Bruder des Toulouse-Attentäters als Mittäter angeklagt

Paris (dpa) - Die französische Justiz hat den älteren Bruder des Toulouse-Attentäters Mohamed Merah als Mittäter angeklagt. Sie wirft dem 29-jährigen Abdelkader Merah Beihilfe zum Mord und Verschwörung zur Vorbereitung von Terrorakten vor, wie das France Info Radio am Sonntagabend aus Justizkreisen berichtete.

Der am Donnerstag von der Polizei getötete Attentäter hatte behauptet, allein für den Tod der Opfer verantwortlich zu sein.

Abdelkader Merah wurde am Sonntag einem Anti-Terror-Richter vorgeführt und anschließend in einen Hochsicherheitstrakt gebracht. Die Polizei habe „ernsthafte und übereinstimmende Erkenntnisse“, wonach er wahrscheinlich Komplize und Teil einer „terroristischen Unternehmung“ gewesen sei, hieß es in einer Mitteilung.

Laut einem Bericht der Zeitung „Le Parisien“ spricht unter anderem gegen den 29-Jährigen, dass sein Mobiltelefon in der Nähe der jüdischen Schule gefunden wurde, wo Mohamed Merah am Montag einen Lehrer und drei Schüler erschossen hatte.

Die beiden Brüder hätten sich am Vorabend der Bluttat getroffen und gemeinsam zu Abend gegessen. Er habe nichts von den Attentatsplänen gewusst, behauptete Abdelkader Merah zuletzt. Er sei aber „stolz“ auf sie. Außerdem gab er zu, bei dem Diebstahl des Rollers dabei gewesen zu sein. Mit dem Fahrzeug hatte sein Bruder die Verbrechen begangen.

Seine Frau und die Mutter der beiden Brüder wurden am Samstag wieder freigelassen. Die Mutter sei von den Ereignissen „erschüttert“, teilte ihr Anwalt mit.

Während der 32-stündigen Belagerung seiner Wohnung in Toulouse hatte Mohamed Merah nach einem Bericht der Sonntagszeitung „Le Journal du Dimanche“ gesagt, er „bedaure“, nicht mehr Kinder getötet zu haben. Die Polizei prüft derzeit, ob Merah - wie er selbst behauptet hatte - Kontakte zur Terrororganisation Al-Kaida besaß und an Terror-Trainings in Pakistan teilnahm. In Frankreich wird über Helfer spekuliert, die den Täter mit mehreren Schusswaffen versorgt haben könnten.
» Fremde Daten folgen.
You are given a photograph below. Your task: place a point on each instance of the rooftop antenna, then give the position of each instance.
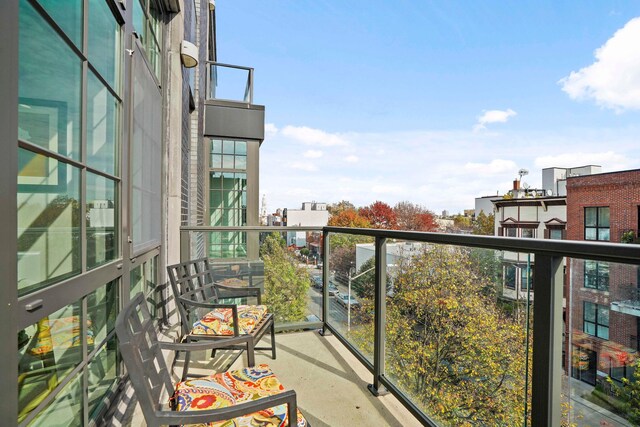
(523, 172)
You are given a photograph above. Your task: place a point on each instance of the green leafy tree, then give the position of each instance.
(629, 393)
(448, 344)
(286, 284)
(484, 225)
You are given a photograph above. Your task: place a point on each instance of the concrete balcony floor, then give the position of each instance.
(330, 383)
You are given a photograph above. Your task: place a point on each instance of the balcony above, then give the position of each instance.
(229, 108)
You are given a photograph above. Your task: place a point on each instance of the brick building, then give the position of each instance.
(604, 315)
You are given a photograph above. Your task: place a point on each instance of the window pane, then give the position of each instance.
(603, 217)
(102, 245)
(227, 162)
(228, 147)
(603, 234)
(138, 20)
(103, 371)
(590, 311)
(241, 162)
(104, 41)
(50, 81)
(102, 126)
(590, 217)
(65, 409)
(241, 147)
(47, 352)
(216, 146)
(68, 15)
(216, 161)
(102, 306)
(48, 221)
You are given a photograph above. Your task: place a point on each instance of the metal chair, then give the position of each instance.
(230, 395)
(203, 317)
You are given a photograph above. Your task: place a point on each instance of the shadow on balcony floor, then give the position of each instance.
(330, 383)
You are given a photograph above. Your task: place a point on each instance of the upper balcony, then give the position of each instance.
(229, 108)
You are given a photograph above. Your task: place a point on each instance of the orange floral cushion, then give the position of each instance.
(62, 333)
(220, 320)
(231, 388)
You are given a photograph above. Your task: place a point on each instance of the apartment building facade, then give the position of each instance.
(604, 297)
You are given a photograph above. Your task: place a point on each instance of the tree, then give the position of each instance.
(629, 393)
(484, 224)
(285, 285)
(379, 215)
(410, 216)
(448, 344)
(343, 205)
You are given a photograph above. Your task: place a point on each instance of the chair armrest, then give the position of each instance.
(202, 417)
(207, 305)
(240, 292)
(202, 345)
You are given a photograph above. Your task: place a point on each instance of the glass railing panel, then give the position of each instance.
(457, 332)
(230, 83)
(601, 346)
(351, 289)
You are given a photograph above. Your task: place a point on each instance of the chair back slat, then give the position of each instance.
(193, 280)
(142, 356)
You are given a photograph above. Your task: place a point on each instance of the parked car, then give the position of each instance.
(317, 281)
(343, 299)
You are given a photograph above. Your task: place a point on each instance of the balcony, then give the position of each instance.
(229, 108)
(442, 329)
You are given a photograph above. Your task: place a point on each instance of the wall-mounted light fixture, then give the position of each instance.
(188, 54)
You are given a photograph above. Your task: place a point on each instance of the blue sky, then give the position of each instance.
(434, 102)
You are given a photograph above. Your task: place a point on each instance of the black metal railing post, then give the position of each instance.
(325, 282)
(547, 341)
(380, 316)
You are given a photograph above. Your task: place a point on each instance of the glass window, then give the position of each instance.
(68, 15)
(102, 126)
(66, 408)
(103, 41)
(102, 244)
(102, 308)
(47, 352)
(48, 221)
(596, 223)
(596, 320)
(596, 275)
(103, 371)
(50, 82)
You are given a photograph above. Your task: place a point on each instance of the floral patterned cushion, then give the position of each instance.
(220, 320)
(231, 388)
(62, 333)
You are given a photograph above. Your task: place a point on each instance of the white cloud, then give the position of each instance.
(613, 160)
(312, 154)
(613, 80)
(493, 116)
(270, 129)
(496, 166)
(309, 167)
(310, 136)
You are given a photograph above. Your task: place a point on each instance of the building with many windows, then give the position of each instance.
(120, 128)
(604, 297)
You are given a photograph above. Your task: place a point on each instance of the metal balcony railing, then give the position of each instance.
(229, 82)
(543, 374)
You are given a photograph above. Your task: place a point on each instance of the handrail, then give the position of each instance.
(598, 251)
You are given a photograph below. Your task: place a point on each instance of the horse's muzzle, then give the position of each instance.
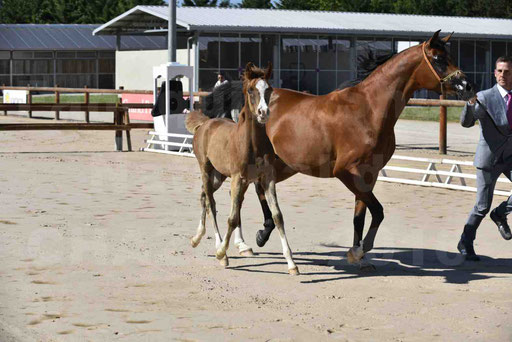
(464, 89)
Am Wochenende fanden in mehreren Regionen Frankreichs Trauermärsche statt. An einem Schweigemarsch in Paris beteiligten sich 5000 Menschen. Politiker nahmen den Wahlkampf für die Präsidentenwahl im April wieder auf, in dem sich die Attentate zu einem zentralen Thema entwickeln. Ob Amtsinhaber Nicolas Sarkozy von der Debatte profitieren kann, ist noch unklar. Sarkozy setzt auf das Thema Sicherheit.

Am Samstag senkten die Behörden die Terrorwarnung für den Südwesten Frankreichs von der höchsten Stufe, die seit vergangenen Montag gegolten hatte, um eine Stufe herunter. Innenminister Claude Guéant verteidigte in der Tageszeitung „Le Figaro“ den Polizeieinsatz zur Festnahme Merahs. Die Kritik sei parteipolitisch motiviert. „Es ist inakzeptabel, die Effizienz der Polizei zu hinterfragen“, sagte der Minister. Man dürfe nicht vergessen, dass es sieben Opfer gegeben habe, darunter drei Kinder. Guéant hatte den Einsatz beaufsichtigt.

Der sozialistische Herausforderer Sarkozys, François Hollande, vermutet schwere Verfehlungen der Sicherheitsdienste. Merah stand nach Reisen nach Afghanistan und Pakistan unter Beobachtung. Frankreich sei noch niemals zuvor mit einem solchen Einzelattentäter konfrontiert worden, konterte Innenminister Guéant. Es sei daher für die Sicherheitskräfte sehr schwierig gewesen, die Handlungen eines „einsamen Wolfs“ vorherzusehen.